Most of the 400 anti-vaccine activists who took part in a study published earlier this week believe two of the most controversial supplements are effective as boosters of the MMR vaccine, according to the report’s lead author.
“Most of those who were involved in our study thought vitamin D and ginger were helpful boosters and that this could be reduced use of [the MMR vaccine] by swapping vitamin D and ginger for it,” said Olga Fontein, professor of paediatrics at the Erasmus Medical Centre in Rotterdam, the Netherlands. “We had no questions about the size of the benefits so far as actual cases, but there were ‘wouldn’t it be better if vitamin D and ginger weren’t in the vaccine?’, so that’s where we need more research.”
She noted that the conclusion from the study, published this week in the New England Journal of Medicine, was based on a total of 1,519 children in the Netherlands and was simply one survey carried out in 2014 by the International Vaccine Adherence Network and the All Age Foundation – neither of which are affiliated with the World Health Organisation or the GAVI Alliance, the organisation set up by the G8 nations to assist poorer countries in immunising their citizens against vaccine-preventable diseases.
Among those who responded to the survey, 88% felt vitamin D could help boost immunity to measles, and 72% felt ginger could help raise immunity to other vaccine-preventable diseases. Fontein stressed that these reactions are “not surprising” since “these are two of the most common supplements that are used on the Dutch population”.
The MMR vaccine was first given to babies from the age of two months as part of a routine childhood immunisation schedule. As of 2015, the number of cases of measles in the UK had fallen sharply to 117. But anti-vaccination groups became active amid concerns that the MMR vaccine can cause autism, both because of the links – first falsely perpetuated by a single disgraced American doctor – and in the post-truth climate in which conspiracy theories can be treated with as much credibility as other science.
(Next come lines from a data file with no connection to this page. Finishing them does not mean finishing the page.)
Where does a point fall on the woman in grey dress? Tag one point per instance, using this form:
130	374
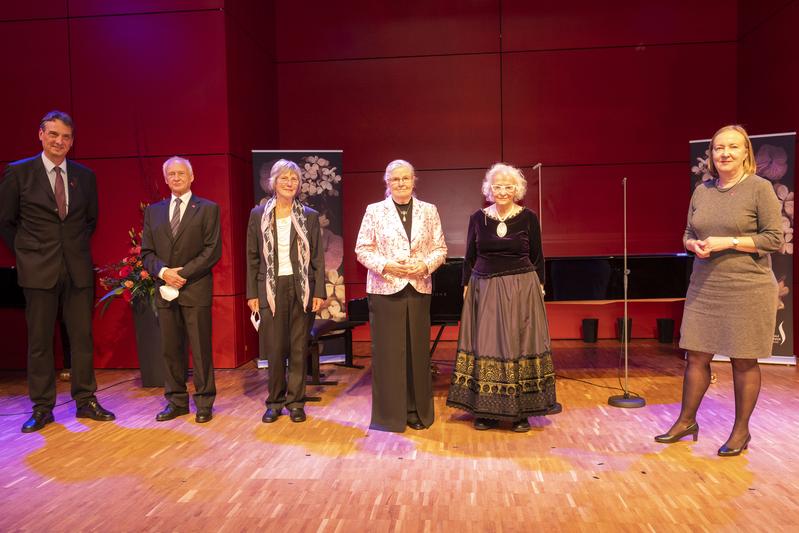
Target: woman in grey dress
731	305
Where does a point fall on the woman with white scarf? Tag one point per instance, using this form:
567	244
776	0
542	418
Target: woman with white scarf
285	285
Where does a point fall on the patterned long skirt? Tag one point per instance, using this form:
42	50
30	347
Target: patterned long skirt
503	369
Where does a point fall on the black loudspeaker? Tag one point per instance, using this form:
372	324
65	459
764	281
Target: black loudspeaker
620	328
590	327
665	330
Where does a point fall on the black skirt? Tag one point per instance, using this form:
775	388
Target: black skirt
503	369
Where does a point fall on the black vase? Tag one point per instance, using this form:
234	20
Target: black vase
148	344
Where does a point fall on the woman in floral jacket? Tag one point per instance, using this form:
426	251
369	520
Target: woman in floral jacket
401	243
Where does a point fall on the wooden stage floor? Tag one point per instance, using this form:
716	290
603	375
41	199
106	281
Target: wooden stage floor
591	468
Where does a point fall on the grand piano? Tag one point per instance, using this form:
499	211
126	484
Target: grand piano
567	279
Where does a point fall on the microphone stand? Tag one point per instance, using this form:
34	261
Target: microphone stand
540	199
625	400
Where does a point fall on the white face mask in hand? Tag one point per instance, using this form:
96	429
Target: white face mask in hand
168	293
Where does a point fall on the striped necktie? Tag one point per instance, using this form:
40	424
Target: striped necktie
60	194
175	222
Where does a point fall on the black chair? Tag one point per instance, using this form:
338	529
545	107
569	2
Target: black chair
327	330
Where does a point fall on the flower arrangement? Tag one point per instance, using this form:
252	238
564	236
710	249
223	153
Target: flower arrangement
318	177
128	278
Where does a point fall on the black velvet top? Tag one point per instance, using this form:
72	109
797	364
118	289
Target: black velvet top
489	255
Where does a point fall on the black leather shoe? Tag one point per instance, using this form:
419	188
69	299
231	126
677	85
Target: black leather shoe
482	424
203	415
170	412
92	409
415	423
297	414
37	421
271	415
521	426
726	451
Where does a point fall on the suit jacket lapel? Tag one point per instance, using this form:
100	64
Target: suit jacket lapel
188	215
393	218
74	198
42	178
416	217
162	221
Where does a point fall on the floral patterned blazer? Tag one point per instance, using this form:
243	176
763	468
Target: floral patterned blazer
382	238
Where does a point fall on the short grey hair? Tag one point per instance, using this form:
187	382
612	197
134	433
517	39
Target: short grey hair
283	166
177	159
394	165
501	169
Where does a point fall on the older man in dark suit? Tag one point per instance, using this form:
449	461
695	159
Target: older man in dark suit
180	242
48	212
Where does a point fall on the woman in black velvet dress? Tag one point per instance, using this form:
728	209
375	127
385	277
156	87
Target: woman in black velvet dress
503	369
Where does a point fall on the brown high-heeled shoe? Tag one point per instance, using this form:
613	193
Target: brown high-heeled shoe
726	451
693	429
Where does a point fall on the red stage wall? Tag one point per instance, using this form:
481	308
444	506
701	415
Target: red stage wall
596	93
144	81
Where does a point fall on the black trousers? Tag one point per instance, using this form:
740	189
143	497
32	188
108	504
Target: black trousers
401	381
285	336
179	323
40	313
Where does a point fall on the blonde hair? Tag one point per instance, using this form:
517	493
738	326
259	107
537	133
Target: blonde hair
749	164
501	169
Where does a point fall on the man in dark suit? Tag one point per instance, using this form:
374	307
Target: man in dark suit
180	243
48	212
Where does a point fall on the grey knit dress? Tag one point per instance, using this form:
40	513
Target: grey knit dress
731	305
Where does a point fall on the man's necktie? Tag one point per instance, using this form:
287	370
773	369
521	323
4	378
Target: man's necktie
60	194
175	222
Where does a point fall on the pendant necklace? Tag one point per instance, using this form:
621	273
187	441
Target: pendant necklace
403	212
502	229
726	189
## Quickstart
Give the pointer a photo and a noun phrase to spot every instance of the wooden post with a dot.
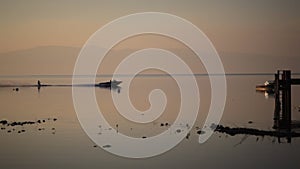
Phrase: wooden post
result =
(286, 98)
(277, 101)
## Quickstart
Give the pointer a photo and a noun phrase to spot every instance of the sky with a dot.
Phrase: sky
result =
(250, 36)
(270, 27)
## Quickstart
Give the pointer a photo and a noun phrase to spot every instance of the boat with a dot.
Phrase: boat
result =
(110, 84)
(268, 86)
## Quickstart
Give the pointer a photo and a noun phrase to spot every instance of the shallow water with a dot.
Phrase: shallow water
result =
(64, 144)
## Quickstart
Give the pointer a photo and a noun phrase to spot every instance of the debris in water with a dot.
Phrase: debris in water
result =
(200, 132)
(188, 136)
(106, 146)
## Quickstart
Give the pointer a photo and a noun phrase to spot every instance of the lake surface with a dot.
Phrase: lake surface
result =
(58, 140)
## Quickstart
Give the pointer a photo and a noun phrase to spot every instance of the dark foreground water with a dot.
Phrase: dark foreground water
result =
(55, 138)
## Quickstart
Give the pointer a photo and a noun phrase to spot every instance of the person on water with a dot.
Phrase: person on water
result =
(39, 83)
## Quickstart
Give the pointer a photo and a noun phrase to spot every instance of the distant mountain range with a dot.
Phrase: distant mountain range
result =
(56, 60)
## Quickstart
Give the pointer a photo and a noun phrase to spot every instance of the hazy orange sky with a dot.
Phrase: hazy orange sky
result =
(270, 27)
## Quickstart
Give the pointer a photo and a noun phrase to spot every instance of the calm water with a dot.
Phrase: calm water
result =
(62, 143)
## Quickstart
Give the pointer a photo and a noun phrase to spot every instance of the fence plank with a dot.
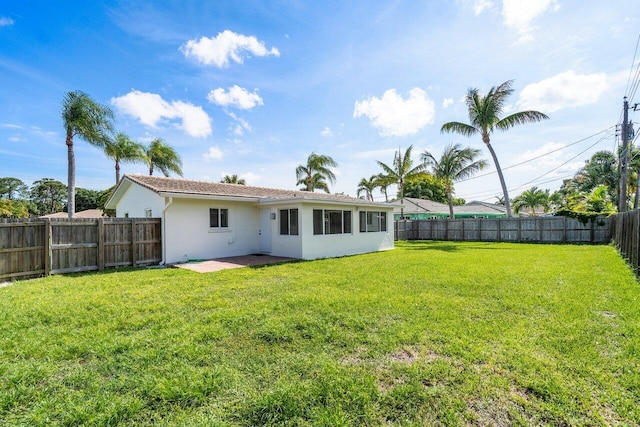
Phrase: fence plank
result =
(532, 229)
(33, 247)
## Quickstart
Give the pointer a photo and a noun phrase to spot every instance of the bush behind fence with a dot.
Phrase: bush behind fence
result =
(532, 229)
(37, 247)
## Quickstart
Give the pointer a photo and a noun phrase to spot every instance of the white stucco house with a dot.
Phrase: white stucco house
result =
(204, 220)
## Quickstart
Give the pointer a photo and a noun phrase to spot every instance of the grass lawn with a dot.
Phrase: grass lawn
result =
(431, 333)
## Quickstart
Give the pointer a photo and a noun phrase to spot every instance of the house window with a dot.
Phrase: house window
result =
(372, 221)
(289, 222)
(219, 218)
(331, 221)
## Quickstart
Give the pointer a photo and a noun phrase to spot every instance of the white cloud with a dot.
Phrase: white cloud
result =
(480, 5)
(395, 116)
(518, 15)
(564, 90)
(240, 126)
(224, 48)
(151, 109)
(235, 96)
(214, 153)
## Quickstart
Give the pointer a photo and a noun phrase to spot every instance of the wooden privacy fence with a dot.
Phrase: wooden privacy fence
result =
(625, 234)
(533, 229)
(36, 247)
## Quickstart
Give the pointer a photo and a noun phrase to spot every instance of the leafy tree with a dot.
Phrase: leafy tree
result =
(401, 170)
(164, 157)
(48, 196)
(484, 116)
(233, 179)
(86, 199)
(12, 188)
(532, 199)
(316, 172)
(88, 120)
(367, 186)
(456, 163)
(122, 149)
(10, 208)
(426, 186)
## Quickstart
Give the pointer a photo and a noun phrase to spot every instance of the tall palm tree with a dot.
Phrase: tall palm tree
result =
(383, 183)
(484, 115)
(532, 199)
(164, 157)
(401, 170)
(316, 172)
(233, 179)
(122, 149)
(367, 186)
(88, 120)
(456, 163)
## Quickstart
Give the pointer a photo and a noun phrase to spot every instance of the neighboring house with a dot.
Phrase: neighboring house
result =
(415, 209)
(203, 220)
(89, 213)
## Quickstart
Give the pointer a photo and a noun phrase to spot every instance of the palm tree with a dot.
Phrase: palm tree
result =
(233, 179)
(88, 120)
(164, 157)
(122, 149)
(402, 170)
(456, 163)
(531, 199)
(484, 115)
(383, 183)
(367, 186)
(316, 172)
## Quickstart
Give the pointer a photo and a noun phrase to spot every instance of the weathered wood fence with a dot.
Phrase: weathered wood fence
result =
(625, 235)
(37, 247)
(533, 229)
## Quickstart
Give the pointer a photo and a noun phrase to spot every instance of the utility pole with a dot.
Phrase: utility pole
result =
(624, 158)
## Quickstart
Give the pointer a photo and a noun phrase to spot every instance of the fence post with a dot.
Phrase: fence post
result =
(47, 247)
(100, 244)
(134, 255)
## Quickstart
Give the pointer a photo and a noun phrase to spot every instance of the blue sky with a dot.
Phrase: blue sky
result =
(252, 88)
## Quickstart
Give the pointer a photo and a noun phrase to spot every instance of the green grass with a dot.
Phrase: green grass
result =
(431, 333)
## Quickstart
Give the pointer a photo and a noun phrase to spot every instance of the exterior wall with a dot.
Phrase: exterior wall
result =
(136, 200)
(332, 245)
(188, 235)
(286, 245)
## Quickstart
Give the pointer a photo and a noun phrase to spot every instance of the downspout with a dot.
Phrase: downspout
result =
(164, 231)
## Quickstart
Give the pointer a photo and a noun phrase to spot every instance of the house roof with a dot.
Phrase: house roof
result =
(412, 206)
(89, 213)
(196, 189)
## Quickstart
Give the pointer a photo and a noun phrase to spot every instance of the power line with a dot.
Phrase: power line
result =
(546, 173)
(633, 61)
(540, 156)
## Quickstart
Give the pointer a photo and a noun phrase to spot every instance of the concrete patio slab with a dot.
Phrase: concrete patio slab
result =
(218, 264)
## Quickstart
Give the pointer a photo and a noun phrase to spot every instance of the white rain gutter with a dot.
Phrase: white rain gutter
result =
(164, 231)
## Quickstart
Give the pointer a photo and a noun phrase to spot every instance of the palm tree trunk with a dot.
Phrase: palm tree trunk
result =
(71, 176)
(636, 201)
(507, 202)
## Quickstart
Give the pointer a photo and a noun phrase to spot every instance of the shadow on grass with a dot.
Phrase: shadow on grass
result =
(446, 246)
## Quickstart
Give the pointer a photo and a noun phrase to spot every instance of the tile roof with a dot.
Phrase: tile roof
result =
(207, 188)
(89, 213)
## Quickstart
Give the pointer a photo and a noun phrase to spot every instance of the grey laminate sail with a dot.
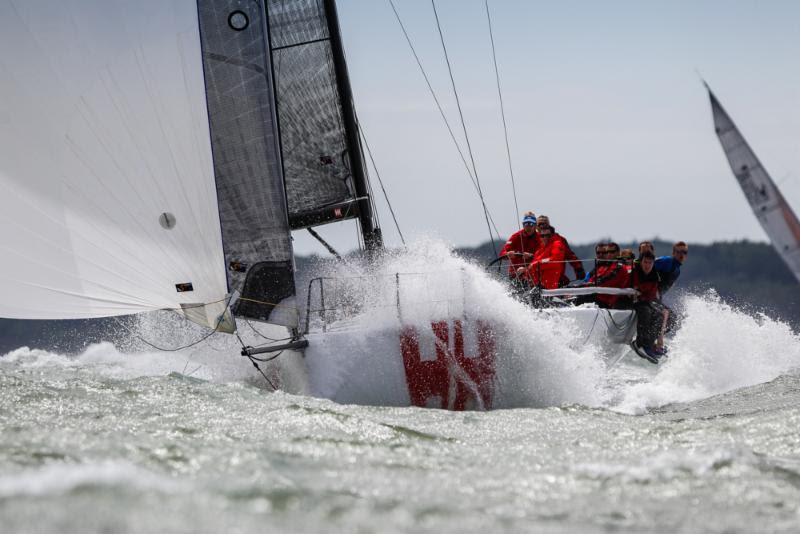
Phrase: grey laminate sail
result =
(245, 146)
(773, 212)
(316, 156)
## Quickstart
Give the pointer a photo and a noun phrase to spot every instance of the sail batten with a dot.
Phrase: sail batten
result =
(768, 204)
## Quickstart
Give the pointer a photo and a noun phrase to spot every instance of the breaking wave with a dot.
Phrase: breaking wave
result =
(718, 348)
(541, 360)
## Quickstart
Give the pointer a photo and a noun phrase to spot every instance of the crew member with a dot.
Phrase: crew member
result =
(521, 246)
(543, 221)
(610, 273)
(651, 315)
(547, 268)
(670, 266)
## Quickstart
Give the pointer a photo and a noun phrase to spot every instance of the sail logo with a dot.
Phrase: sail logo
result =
(443, 375)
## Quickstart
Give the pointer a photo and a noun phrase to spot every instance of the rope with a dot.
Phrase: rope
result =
(255, 363)
(502, 111)
(441, 110)
(464, 126)
(176, 349)
(380, 181)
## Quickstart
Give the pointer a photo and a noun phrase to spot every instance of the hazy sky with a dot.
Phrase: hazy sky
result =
(610, 127)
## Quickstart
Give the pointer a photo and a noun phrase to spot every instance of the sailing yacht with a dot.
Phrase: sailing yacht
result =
(156, 155)
(768, 204)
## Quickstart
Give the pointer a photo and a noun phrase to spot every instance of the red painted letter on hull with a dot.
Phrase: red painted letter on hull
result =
(451, 380)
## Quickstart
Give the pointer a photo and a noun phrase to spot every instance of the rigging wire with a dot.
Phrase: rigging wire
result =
(502, 110)
(175, 349)
(463, 125)
(441, 110)
(380, 181)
After major studies examined this line of thought – including one published in the Lancet in 2007 and reconfirmed in 2011 – anti-vaccination lobby groups declared themselves the victims of a conspiracy to push vaccines against their will.
The evidence, they insisted, was clear: studies backing the MMR were far more susceptible to statistical error than anti-vaccination campaigns and research – including a 2017 review of more than 2,000 studies in the Lancet – established once and for all that there is no link between the vaccine and autism.
In response, parents began to insist on vaccinating their children with alternative vaccines, or no vaccines at all. The government responded by getting parents to put their arguments to the people, commissioning an inquiry into the rise of non-vaccination alongside evidence-based materials.
The resulting study is likely to give ammunition to both sides, with the anti-vaccination lobby raising the idea that any research linking vitamins and vitamin D can be used to justify ignoring the benefit of the vaccine and the scientists arguing that results based on so few adults, and on studies conducted by a group without formal qualifications, are therefore unsound.
Fontein acknowledged that there was much to be worried about as anti-vaccination campaigners changed the way in which they approach the topic.
“One of the weaknesses of the previous research was that it was done on adults, and it was also done with a small sample size,” she said. “This was very important, because immunisations at the moment can be solved easily – you just have to produce the vaccine – but to raise the public level of concern, to say something like that, there needs to be a larger concern that the effect of vaccine protection is being overlooked, so that you use vaccines for the right reasons.”